How to interpret graphs in science

how to interpret graphs in science

#22 – 4 Steps to Helping Students Better Interpret Graphs

Nov 28,  · 4 Steps to in helping to better interpret Graphs 1. Identify what the graph represents.. First, look to see if the graph has a title. If it does, it may help to 2. Check the units and scales on both x- and y- axis.. In other words, what is the unit of measurement of both x- and y- 3. For one. Interpreting graphs. The majority of graphs published in scientific journals relate two variables. As many as 85% of graphs published in the journal Science, in fact, show the relationship between two variables, one on the x-axis and another on the y-axis (Cleveland, ). Although many other kinds of graphs exist, knowing how to fully interpret a two-variable graph can not only help anyone decipher the vast .

Also included in: Interrpret 2 Activities Bundle with digital updates. Also included in: Force and Motion S. Stations Bundle - Distance Learning Compatible. Teachers Pay Teachers is an online marketplace unterpret teachers buy and sell original educational materials. Are you getting the free resources, updates, and special offers we send out every week in our teacher newsletter? Grade Level. Resource Type.

Log In Join Us. View Wish List View Cart. You Selected: Keyword interpreting graphs science. Sort by Relevance. Price Ascending. Most Recent. Digital All Digital Resources. Made for Google Apps. Other Digital Resources.

Grades PreK. Other How to draw krillin full body Grade Specific. Higher Education. Adult Education.

Graphic Arts. Visual Arts. English Language Arts. All 'English Language Arts'. Balanced Literacy. Close Reading. ELA Test Prep. Informational Text. Other ELA. Reading Strategies. Short Stories. Foreign Language. All 'Foreign Language'. Back to School. Earth Day. End of Year. Martin Luther King Day. Presidents' Day. Patrick's Day. Valentine's Day. All 'Math'. Algebra 2. Applied Math. Basic Operations. Math Test Prep. Mental Math.

Order of Operations. Other Math. Place Value. Word Problems. All 'Science'. Basic Principles. Earth Sciences.

General Science. Other Science. Physical Science. Social Studies - History. All 'Social Studies - History'. Asian Studies. Australian History. Criminal Justice - Law. Elections - Voting. Other Social Studies - History. World History. All 'Specialty'. Career and Technical Education. Character Education. Classroom Community. Classroom Management. Computer Science - Technology. Critical Thinking. For All How to interpret graphs in science. Gifted and Talented.

Instructional Technology. Life Skills. Oral Communication. Physical Education. Problem Solving. How to interpret graphs in science Education. Study Skills. Test Preparation. Tools for Common Core. For All Subject Areas. Shows resources that can work for all sciencf areas. Prices Free. On Sale. Resource Types Independent Work Packet. Lesson Plans Individual.

Math Centers. Literacy Center Ideas. Google Apps. See All Resource Types. Activboard Activities. Bulletin Board Ideas. Classroom Forms. Clip Art. Cooperative Learning. Cultural Activities. ExamView Question Banks.

Interpreting graphs

Don’t skip over diagrams and graphs when reading! These visual aids provide summaries or can illustrate a complex process; understanding how to read them is a very efficient way to learn material. When tackling diagrams or graphs, pay attention to. The scale on the right graph suits the information with the points filling the whole of the sheet making it clearer to read. In this graph the intervals on the bottom axis are unequal, making it. Jul 21,  · For science passages, line graphs are commonly used to show the range of results from an experiment or study. As a side note, whenever you see a question about a specific year, take the time to draw a line with your pencil from the year on the x-axis (time) to the line so you can see the exact point where the lines intersect.

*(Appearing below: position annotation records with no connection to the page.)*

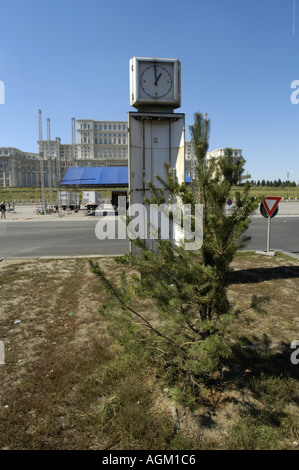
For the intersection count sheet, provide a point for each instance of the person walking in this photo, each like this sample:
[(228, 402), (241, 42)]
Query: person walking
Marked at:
[(3, 210)]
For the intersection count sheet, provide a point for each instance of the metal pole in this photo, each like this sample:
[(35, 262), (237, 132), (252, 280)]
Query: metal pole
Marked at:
[(268, 237)]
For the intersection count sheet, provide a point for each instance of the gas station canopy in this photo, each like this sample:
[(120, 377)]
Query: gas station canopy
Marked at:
[(113, 176)]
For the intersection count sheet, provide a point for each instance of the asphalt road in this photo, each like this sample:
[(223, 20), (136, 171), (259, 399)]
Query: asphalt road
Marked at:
[(72, 238)]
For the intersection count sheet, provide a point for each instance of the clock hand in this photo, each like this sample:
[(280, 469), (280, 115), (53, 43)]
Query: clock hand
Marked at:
[(157, 78)]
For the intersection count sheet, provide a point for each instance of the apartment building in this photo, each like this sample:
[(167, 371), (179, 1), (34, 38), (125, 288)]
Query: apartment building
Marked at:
[(191, 162)]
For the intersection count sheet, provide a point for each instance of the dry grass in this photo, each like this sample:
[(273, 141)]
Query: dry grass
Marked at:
[(65, 385)]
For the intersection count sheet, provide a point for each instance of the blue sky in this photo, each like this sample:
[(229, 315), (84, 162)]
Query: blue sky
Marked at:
[(70, 58)]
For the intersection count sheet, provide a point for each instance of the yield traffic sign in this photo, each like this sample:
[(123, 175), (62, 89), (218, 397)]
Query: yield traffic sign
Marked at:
[(270, 204)]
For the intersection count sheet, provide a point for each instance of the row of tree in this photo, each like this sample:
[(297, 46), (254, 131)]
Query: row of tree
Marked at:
[(275, 184)]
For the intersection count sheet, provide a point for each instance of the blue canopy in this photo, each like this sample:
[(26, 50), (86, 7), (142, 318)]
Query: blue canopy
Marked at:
[(99, 176)]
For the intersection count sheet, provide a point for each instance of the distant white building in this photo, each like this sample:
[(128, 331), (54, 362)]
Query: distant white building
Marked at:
[(102, 140), (191, 162), (18, 168)]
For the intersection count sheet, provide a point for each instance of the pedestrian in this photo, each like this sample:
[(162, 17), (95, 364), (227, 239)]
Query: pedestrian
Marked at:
[(3, 210)]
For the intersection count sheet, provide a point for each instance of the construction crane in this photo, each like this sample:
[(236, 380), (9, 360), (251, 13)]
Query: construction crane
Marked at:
[(49, 162), (58, 175), (41, 159), (73, 139)]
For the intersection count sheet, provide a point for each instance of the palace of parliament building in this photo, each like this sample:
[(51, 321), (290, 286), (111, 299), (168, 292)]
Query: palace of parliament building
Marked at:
[(99, 143)]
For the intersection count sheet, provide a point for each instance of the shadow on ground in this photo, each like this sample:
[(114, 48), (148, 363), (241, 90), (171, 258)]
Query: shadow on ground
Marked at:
[(243, 276)]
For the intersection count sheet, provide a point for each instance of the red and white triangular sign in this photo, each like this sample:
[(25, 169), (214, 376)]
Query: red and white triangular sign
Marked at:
[(270, 204)]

Flip through any scientific journal or textbook and you'll notice quickly that the text is interspersed with graphs and figures. Although numerical data are initially compiled in tables or databases, they are often displayed in a graphic form to help scientists visualize and interpret the variation, patterns, and trends within the data.

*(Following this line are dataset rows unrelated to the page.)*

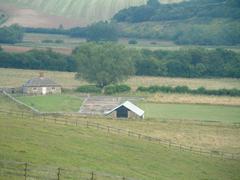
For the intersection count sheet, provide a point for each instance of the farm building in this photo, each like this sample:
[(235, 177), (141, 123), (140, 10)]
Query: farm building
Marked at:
[(41, 86), (126, 110)]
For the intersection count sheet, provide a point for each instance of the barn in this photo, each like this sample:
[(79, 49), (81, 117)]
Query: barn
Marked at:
[(41, 86), (126, 110)]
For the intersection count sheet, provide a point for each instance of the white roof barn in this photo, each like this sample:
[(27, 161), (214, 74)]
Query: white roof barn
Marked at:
[(126, 110)]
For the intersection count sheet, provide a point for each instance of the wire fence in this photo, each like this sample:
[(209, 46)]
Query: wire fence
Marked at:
[(83, 122), (24, 170)]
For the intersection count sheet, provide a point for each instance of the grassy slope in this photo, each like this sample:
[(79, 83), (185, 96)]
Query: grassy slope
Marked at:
[(3, 17), (192, 112), (91, 10), (51, 144), (53, 103)]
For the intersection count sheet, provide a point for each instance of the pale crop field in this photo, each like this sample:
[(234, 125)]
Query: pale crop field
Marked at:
[(86, 11)]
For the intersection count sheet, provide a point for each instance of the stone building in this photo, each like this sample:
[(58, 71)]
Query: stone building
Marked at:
[(126, 110), (41, 86)]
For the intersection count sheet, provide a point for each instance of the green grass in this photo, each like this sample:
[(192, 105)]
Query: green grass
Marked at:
[(53, 103), (3, 17), (44, 143), (229, 114)]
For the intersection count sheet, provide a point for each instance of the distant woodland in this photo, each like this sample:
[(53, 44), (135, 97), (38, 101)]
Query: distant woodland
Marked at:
[(205, 22), (197, 62)]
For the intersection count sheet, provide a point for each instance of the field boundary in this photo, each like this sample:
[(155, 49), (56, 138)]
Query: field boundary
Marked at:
[(119, 131), (29, 170)]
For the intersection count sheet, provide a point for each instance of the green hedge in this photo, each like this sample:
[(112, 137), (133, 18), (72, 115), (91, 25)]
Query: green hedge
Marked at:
[(89, 89), (113, 89), (185, 89)]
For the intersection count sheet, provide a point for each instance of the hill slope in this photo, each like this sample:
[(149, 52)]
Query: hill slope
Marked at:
[(79, 12), (70, 147)]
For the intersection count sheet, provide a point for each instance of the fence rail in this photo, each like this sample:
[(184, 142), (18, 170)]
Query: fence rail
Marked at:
[(110, 129), (13, 169)]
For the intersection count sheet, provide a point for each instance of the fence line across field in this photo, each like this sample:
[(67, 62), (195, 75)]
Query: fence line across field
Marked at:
[(109, 129), (28, 171)]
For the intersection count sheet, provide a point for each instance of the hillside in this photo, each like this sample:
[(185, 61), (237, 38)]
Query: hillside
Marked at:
[(47, 144), (51, 13), (206, 22)]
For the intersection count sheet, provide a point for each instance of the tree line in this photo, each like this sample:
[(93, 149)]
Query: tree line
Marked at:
[(104, 62), (205, 22)]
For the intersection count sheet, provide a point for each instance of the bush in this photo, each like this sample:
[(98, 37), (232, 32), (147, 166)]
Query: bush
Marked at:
[(89, 89), (132, 41), (113, 89), (47, 41), (59, 41), (181, 89)]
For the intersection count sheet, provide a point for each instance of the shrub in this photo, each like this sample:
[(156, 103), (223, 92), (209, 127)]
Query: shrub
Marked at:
[(132, 41), (89, 89), (59, 41), (181, 89), (113, 89), (47, 41)]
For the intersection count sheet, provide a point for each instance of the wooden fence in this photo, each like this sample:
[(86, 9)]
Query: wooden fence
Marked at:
[(83, 122), (13, 169)]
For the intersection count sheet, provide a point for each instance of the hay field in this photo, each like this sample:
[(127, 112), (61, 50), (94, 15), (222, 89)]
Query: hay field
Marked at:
[(16, 77)]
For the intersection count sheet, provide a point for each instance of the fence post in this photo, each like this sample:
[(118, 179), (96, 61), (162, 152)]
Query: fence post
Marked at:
[(25, 171), (59, 173), (92, 176)]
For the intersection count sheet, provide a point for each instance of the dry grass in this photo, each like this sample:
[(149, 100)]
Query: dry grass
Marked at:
[(17, 77), (193, 99), (213, 83)]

Data lie at the heart of any scientific endeavor. Scientists in different fields collect data in many different forms, from the magnitude and location of earthquakes , to the length of finch beaks, to the concentration of carbon dioxide in the atmosphere and so on.

Visual representations of scientific data have been used for centuries — in the s, for example, Copernicus drew schematic sketches of planetary orbits around the sun — but the visual presentation of numerical data in the form of graphs is a more recent development. In , William Playfair, a Scottish economist, published The Commercial and Political Atlas , which contained a variety of economic statistics presented in graphs.

Among these was the image shown in Figure 1, a graph comparing exports from England with imports into England from Denmark and Norway from to Playfair, Incidentally, William Playfair was the brother of John Playfair, the geologist who elucidated James Hutton 's fundamental work on geological processes to the broader public.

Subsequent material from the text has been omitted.